緋里阿純

ダーケストアワー 消滅の緋里阿純のレビュー・感想・評価

ダーケストアワー 消滅(2011年製作の映画)
3.7
2011年のB級SF作品。
以前、確かテレビ東京の深夜帯でO.Aされた際に鑑賞したはずなのだが、すっかりmarkし忘れていたので、復習の意味も兼ねて再鑑賞。

ビジネスのチャンスを求めて、ロシアの首都モスクワにやって来たアメリカ人の若者2人。しかし、自分達のアイデアをやり手実業家に横取りされ、仕方なくクラブにてネットで知り合った同じアメリカ人女性の2人組と飲むことに。やがて、例のやり手実業家も彼女連れで現れ、険悪なムードに。すると突然、空から謎の発光体が降下してくる。地上に降り立ち、姿が見えなくなったそれは、人々を次々と灰にして消滅させる。生き残った5人は、生還の為見えない侵略者の目を掻い潜り、生存者を探す事にーー。

B級SFながら、主要キャスト陣にエミール・ハーシュ『ローン・サバイバー(2013)』、オリヴィア・サールビー『ジャッジ・ドレッド(2012)』、マックス・ミンゲラ『ソーシャル・ネットワーク(2008)』、レイチェル・テイラー『トランスフォーマー(2007)』、ヨエル・キナマン『スーサイド・スクワット(2016)』と、意外と豪華なメンツが揃っている。
そんな中で、ロシア人少女のヴィカを演じたヴェロニカ・ヴェルナドスカヤのみ、後のキャリアがロシア国内に留まってしまっている様子なのが惜しい。本作一キュートだったので、他の出演作があれば鑑賞してみたかったのだが。

エイリアンに関しては、電磁波によるシールドによって見えなくなるという『プレデター』の光学迷彩的要素、また、それによる電子機器等の無効化という設定。主人公ショーンの機転によって、ガラス等電気をシャットアウトする物質によって姿を隠し、電球を散りばめて敵の位置を探る。途中登場する電気技師が発明した電磁波砲によって、同じく電磁波をぶつける事でシールドを破り、攻撃のチャンスを得る等、対処法まで含め意外としっかりとした作り。

中盤で出会うやたらと有能な電気技師や、後半でショーン達を助けてくれるロシア軍のレジスタンスが頼もしく、それぞれに見せ場があって皆カッコいいのもポイントが高い。
ラスト、人類の勝利に希望が見える締め方によって後味も良く、この手のSFとしては珍しいくらい綺麗に幕を閉じる。
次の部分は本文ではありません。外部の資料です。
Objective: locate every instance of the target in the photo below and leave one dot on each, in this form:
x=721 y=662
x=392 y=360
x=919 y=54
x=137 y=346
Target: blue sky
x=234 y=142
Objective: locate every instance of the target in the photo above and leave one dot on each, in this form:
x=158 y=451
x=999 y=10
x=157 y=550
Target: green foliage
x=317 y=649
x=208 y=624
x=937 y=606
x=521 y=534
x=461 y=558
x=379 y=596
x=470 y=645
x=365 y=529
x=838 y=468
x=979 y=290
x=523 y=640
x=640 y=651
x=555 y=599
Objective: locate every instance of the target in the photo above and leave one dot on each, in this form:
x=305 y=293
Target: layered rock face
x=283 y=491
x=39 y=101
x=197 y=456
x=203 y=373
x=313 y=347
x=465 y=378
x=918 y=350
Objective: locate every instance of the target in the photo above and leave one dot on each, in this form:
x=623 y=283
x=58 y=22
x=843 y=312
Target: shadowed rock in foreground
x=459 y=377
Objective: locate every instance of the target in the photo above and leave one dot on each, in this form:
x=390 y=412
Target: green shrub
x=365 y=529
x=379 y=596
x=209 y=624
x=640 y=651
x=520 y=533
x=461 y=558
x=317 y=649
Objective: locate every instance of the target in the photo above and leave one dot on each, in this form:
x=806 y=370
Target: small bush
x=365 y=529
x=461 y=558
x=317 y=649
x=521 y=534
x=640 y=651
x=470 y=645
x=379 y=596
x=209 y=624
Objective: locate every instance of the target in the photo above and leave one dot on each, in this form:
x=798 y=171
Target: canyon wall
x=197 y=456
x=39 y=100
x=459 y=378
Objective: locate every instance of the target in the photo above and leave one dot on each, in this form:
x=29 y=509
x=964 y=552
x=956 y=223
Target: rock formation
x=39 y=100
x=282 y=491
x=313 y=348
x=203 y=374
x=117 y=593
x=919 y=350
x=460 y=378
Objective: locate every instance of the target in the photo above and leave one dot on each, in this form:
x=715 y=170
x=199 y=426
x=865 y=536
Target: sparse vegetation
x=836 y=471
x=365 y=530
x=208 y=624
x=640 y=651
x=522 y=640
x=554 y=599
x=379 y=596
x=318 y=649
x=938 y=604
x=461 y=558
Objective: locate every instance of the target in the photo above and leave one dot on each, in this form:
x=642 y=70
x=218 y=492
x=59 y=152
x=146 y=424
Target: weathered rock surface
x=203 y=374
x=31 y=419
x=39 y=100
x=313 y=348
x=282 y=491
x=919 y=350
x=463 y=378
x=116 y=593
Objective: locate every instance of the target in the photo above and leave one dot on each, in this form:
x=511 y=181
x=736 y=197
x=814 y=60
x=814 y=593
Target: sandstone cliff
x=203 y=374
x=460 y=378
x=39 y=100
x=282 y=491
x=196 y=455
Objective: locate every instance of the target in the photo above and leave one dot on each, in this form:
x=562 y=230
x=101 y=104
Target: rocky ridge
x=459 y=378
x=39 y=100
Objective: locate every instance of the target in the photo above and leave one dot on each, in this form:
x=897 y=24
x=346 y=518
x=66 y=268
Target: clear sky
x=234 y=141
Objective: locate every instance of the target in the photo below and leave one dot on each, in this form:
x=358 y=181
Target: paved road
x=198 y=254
低予算なので、前半で街の人々が消滅してからは、限られたメンバーのみによるスタジオでのグリーンバックとセットによる撮影であろう点や、姿を現したエイリアンのCG表現の安っぽさ等に、そうした予算的都合が見えるのが涙ぐましい。
とはいえ、人々が消滅し灰だけが残されたモスクワの街、アウトレットに突っ込んで大破した旅客機等の絶望感を演出する画作りは中々。
ただし、エイリアンとの攻防をもう少し見せてほしかったのは確か。特に、潜水艦の救助現場を目指す際の地下鉄では、単に仲間の犠牲を描くだけではなく、あそこでショーンが電磁波砲を使って敵のシールドを無効化し、レジスタンスによる撃破と、エイリアンに対する初勝利を演出するには打ってつけのシチュエーションだったと思うので惜しい。

あくまでB級SFだが、物語やエイリアンの設定の作り込み具合、ジャンル映画的なお約束、矢鱈と優秀な脇役達と、意外にもちゃんと見られる作品として仕上がっている。90分というコンパクトな尺も、サラッと鑑賞するのに適しており、侵略者モノとしては佳作といったところ。